Lächeln und winken

Währenddessen sind die Schulinhalte immer noch wie früher. Ein Sohn schreibt eine Arbeit in NT, Naturwissenschaft und Technik. Auf Französisch, wie der andere Sohn gerade lernt, SVT, nämlich die Science vom Leben und von der terre. Wieder was gelernt, wieder was gelernt, ich lerne hier jeden Tag etwas, es ist so schön. Wobei sich SVT und NT nicht ganz entsprechen, ich weiß, regen Sie sich nicht auf. Man muss gerade bei Schulthemen immer gelassen bleiben, das ist ganz wichtig.

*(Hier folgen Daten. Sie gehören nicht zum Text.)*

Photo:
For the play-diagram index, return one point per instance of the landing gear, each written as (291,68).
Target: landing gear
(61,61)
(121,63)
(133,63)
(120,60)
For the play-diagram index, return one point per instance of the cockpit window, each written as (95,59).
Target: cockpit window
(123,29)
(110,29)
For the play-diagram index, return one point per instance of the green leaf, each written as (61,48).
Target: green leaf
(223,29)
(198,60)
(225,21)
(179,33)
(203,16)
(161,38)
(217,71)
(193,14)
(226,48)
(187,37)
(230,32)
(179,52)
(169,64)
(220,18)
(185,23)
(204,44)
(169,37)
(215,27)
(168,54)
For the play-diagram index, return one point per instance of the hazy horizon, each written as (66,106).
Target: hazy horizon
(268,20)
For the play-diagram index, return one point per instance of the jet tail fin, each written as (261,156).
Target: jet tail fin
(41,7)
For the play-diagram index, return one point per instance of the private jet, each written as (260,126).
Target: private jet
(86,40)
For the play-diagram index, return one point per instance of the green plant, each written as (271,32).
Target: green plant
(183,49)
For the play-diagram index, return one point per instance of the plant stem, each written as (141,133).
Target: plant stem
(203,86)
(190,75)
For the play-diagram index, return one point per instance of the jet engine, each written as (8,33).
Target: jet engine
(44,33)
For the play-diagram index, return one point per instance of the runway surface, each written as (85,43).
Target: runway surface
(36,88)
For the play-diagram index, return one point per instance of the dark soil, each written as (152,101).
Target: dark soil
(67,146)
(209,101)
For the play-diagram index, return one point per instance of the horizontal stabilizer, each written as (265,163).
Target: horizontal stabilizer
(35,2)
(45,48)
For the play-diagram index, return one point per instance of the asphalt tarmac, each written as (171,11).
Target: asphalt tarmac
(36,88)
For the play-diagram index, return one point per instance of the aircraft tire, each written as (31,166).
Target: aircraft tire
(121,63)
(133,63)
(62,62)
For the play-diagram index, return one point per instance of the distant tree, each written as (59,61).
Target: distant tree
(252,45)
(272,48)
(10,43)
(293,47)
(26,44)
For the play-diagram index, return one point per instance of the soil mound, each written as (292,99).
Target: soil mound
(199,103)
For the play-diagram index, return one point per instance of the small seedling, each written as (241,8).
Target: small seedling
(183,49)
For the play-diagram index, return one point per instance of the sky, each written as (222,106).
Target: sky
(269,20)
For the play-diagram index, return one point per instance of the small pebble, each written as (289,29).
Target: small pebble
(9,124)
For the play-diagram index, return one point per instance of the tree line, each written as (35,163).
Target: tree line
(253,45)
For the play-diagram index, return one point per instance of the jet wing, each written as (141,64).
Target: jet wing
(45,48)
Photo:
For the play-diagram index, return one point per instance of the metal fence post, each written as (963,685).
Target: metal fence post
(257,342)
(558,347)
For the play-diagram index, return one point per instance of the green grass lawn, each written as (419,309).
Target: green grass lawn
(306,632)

In NT müssen sie jedenfalls Laub bestimmen können, das gab es in der Grundschule auch schon einmal. Jetzt aber natürlich auf viel höherem Niveau, weswegen auch das Wort Blattspreit dabei vorkommt. Das ist ein wunderbares Wort, ich nehme mir sofort vor, es in einem Blogpost vorkommen zu lassen. Irgendwann einmal. Der Sohn muss auch Laubformen erkennen können. “Das ist ja leicht”, sage ich, “das kann ich, das kann ich.” Denn im Grunde meines Herzens bin auch ich ein Streber, ich lebe es nur nicht so offen aus. “Sag mir einen Baum, ich zeichne dir das Laub”, sage ich und lauere schon mit dem Stift in der Hand. Der Sohn sagt: “Holzapfel”, ich sage: “Nein, sag einen anderen.” Der Sohn sieht mich zweifelnd an.

Wir gehen dann doch lieber raus. Bäume sind draußen, was sollen wir da drinnen sitzen und in Bücher und Arbeitshefte gucken. Ab in die Natur! Frische Luft, Bewegung und Vatersohnzweisamkeit, das bedient gleich drei Wünsche auf einmal, wer kann dazu schon nein sagen. Wir gehen zur nächsten Kastanie am Straßenrand und stöbern durch die Blätter am Boden. Die Blätter machen größtenteils einen fortgeschritten überfahrenen, zugekackten oder zertretetenen Eindruck. “Früher”, sage ich, “früher war das Laub aber schöner.” Ich biege mir einen Zweig zum Krückstock und fuchtele damit herum. Wir nehmen das beste der schlechten Blätter mit und eilen der nächsten Eiche zu, wir sammeln ein weiteres lausiges Blatt und auch eine Frucht, die “einem napfförmigen Becher” entwächst, wie wir alle noch aus der Schulzeit wissen und jederzeit parat haben. Das ist eine Eichel, wer isst eine Eichel und warum eigentlich nicht wir. Exkurs über Wildschweine und das Eichhörnchen, der Sohn gähnt.

Dahinten steht eine riesige Platane. Platanen sind schwierig, die können wir uns nicht merken. Also die Rinde schon, glatt und mit so Tarnfleck, das ist einfach, aber das Laub? Fast so schwierig wie Ahorn, der auch noch in mehreren Sorten vorkommt, die sich nur in gemeinen Details unterscheiden, welche sich niemand merken kann. Und diese Platane hier, die hat also Ahornlaub. “Befremdlich”, sage ich und drehe ein Blatt in den Fingern, “sehr befremdlich.” “Ist es wie auf der Flagge von Kanada”, fragt mich der Sohn, und das hat er von mir. Immer schicke Merksätze verwenden, immer alles runterbrechen auf einfache Formeln. “Ja”, sage ich, “ganz eindeutig.” “Na dann”, sagt der Sohn.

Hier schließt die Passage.